Receiving a diagnosis of Alzheimer's disease or other dementias is a shock for the person and his/her family. Imagine that the diagnosis is announced to a person in his mid-forties, parent of young children, in the middle of his/her career, with plans for the future. An unexpected diagnosis that will upset the lives of the affected person living with the Alzheimer's disease and his entourage.

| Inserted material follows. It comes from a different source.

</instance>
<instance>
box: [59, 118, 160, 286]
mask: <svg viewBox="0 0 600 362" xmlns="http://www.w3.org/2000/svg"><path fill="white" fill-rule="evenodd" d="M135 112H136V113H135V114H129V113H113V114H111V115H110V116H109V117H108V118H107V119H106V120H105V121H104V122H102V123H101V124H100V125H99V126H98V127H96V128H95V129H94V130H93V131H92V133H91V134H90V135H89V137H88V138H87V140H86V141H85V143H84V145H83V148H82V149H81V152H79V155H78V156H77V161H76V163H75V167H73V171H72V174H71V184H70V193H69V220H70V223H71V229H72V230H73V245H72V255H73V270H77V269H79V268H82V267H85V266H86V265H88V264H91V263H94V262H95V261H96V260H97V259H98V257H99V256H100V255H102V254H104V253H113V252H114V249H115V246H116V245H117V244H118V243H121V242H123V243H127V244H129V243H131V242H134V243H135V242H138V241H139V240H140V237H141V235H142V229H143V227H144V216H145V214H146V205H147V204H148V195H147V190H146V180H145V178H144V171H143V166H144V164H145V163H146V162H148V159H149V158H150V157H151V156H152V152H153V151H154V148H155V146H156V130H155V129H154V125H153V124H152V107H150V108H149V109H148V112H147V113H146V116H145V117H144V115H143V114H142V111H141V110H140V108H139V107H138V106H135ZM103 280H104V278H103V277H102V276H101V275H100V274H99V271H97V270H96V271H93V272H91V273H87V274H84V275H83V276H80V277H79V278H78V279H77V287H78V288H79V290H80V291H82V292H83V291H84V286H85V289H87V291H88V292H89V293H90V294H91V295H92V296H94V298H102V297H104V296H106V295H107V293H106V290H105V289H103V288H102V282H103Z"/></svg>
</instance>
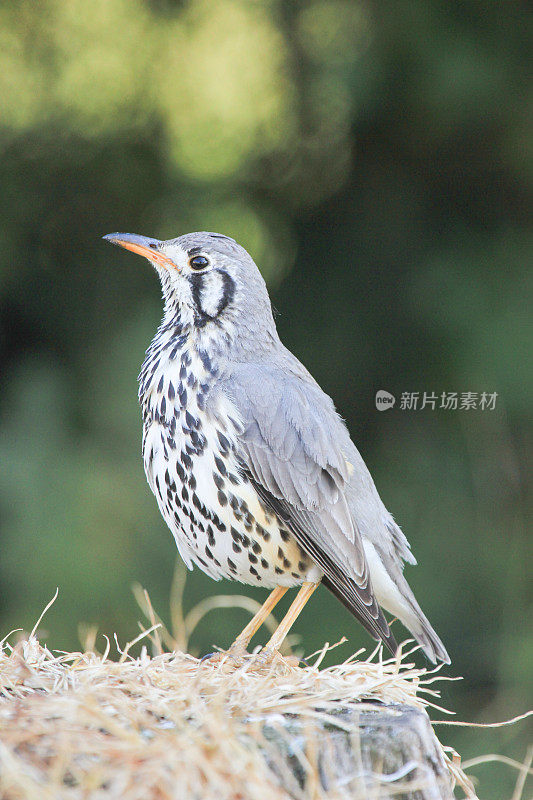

As those aged 65 years and older, people with early-onset dementia will have ongoing needs for care, and support to address the deficits associated with the Alzheimer's disease. Most of the help and support needed comes from relatives (siblings, friends, neighbors), especially the spouse. For spouses, who have to deal with many roles of daily life, they will have to add an extra one: the role of caregiver. It is recognized that being the caregiver of an elderly with Alzheimer's disease is challenging and can have serious impact on the caregiver's physical and psychological health (fatigue, stress, anxiety, depression, etc.). But what happens when someone has to take care of his/her "young" spouse leaving with early-onset dementia? According to some studies, the burden would be higher among the caregivers of younger people than those of seniors. In addition, very few services are adapted to the singular situation of caregivers of an early-onset dementia spouse. How must they announce the diagnosis to children? To whom and how should they ask for help? How can they maintain the capacities of his/her spouse? This are a few questions that caregivers have to deal with. Our research focuses specifically on educational and support interventions based on the needs and unique reality of these caregivers of early-onset dementia spouse. The interventions were developed with and for these caregivers and will be rigorously evaluated.